Option 3 The volatiles were delivered by asteroids. There is some water, nitrogen and carbon in some asteroids, mainly carbonaceous chondrites, but these are in the minority. So, what is being asked for is that there were massive numbers of these asteroids further from the sun that were dislodged and struck Earth, but did not significantly affect the inner asteroids. Unfortunately, there is worse. Earth had to be struck by asteroids with very large amounts of water, large amounts of carbon, and modest amounts of nitrogen. Venus had to be struck by asteroids with modest amounts of water, about the same amount of carbon as Earth, and three times the amount of nitrogen. Mars had to be struck by asteroids with good amounts of water and carbon, but for some reason not as many, despite the fact that all asteroid striking anything have to cross Mars’ path, and seemingly very little nitrogen, although as later posts will show, there is ambiguity here. In other words, there were three different sorts of asteroids, and they each separately struck a different planet. Now, if you believe that, there is another problem. Isotope analysis of other elements (Drake, M. J., Righter, K., 2002. Determining the composition of the Earth. Nature 416: 39-44.) shows us that the rocks in asteroids can only have had a very minor part to play in Earth’s accretion. There are other compositional problems as well, and the overall conclusion is that the volatiles did not come from asteroids either.

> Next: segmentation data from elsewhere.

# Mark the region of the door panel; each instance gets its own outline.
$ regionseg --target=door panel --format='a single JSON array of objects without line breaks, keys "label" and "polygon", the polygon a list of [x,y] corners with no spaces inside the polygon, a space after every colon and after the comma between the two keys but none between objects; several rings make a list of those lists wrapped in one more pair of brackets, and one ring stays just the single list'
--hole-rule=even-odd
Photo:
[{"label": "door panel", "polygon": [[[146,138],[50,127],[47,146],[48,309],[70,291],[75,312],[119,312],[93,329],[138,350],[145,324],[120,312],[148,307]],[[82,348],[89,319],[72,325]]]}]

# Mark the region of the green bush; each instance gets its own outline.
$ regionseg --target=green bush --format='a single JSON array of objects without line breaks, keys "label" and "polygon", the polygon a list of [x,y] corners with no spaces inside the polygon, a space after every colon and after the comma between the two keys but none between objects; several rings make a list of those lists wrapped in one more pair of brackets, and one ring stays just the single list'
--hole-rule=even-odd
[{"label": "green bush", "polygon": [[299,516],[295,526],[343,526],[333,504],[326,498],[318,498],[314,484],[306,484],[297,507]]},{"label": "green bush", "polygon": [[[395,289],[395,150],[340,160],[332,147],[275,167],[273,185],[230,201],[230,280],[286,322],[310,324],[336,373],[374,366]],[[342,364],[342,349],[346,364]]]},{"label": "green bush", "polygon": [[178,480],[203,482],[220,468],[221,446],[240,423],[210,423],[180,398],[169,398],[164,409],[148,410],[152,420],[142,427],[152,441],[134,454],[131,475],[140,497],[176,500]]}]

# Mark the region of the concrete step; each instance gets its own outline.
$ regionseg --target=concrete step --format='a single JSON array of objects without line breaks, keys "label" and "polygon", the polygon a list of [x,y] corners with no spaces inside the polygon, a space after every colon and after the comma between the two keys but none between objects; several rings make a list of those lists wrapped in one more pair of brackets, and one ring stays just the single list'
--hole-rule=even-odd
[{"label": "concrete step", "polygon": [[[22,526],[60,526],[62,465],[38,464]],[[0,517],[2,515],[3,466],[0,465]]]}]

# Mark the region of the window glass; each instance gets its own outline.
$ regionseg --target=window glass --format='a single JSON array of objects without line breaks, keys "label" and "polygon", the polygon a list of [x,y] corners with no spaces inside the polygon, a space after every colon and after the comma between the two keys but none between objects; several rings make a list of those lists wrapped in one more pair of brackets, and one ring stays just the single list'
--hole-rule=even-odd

Option 4 The volatiles were adsorbed onto dust in the accretion disk, and as the planet accreted, the dust got hotter, turned into rock, and the gases came out of volcanoes to form the atmosphere. Actually, there are two premises here. The first is that the gases were trapped on dust, and the second one is that the gases were emitted from volcanoes (or fumaroles). The first premise is wrong, because nitrogen, carbon monoxide and neon are each adsorbed on silicate dust to roughly the same degree, and so would end up being present in roughly the same amounts. Compared with nitrogen, Earth has roughly a hundred times more carbon, and about five orders of magnitude less neon. That is not the source of the atmosphere. On the other hand, there is good evidence that the volatiles on Mars came from volcanoes. Thus the large “normal” river systems and remains of lakes, etc, are of about the same age as the volcanic activity. For Mars, at least, it seems that for about half a billion years Mars had no atmosphere of significance, then volcanic activity started and there were rivers flowing. This happened on and off for a few hundred million years, then everything started to freeze out. The catastrophic flows actually occurred almost a billion years after the main rivers stopped flowing.
So, the problem now is, we have eliminated just about every possible physical mechanism for getting the gases there. Obviously, we have missed something in the above analysis, yet the clues are there. But to get further, we have to think about how rocky planets could form in the first place, and that will be material for a further Monday post. To get to an explanation for the catastrophic floods, or how the materials for life emerged, we have to go to a number of other places first.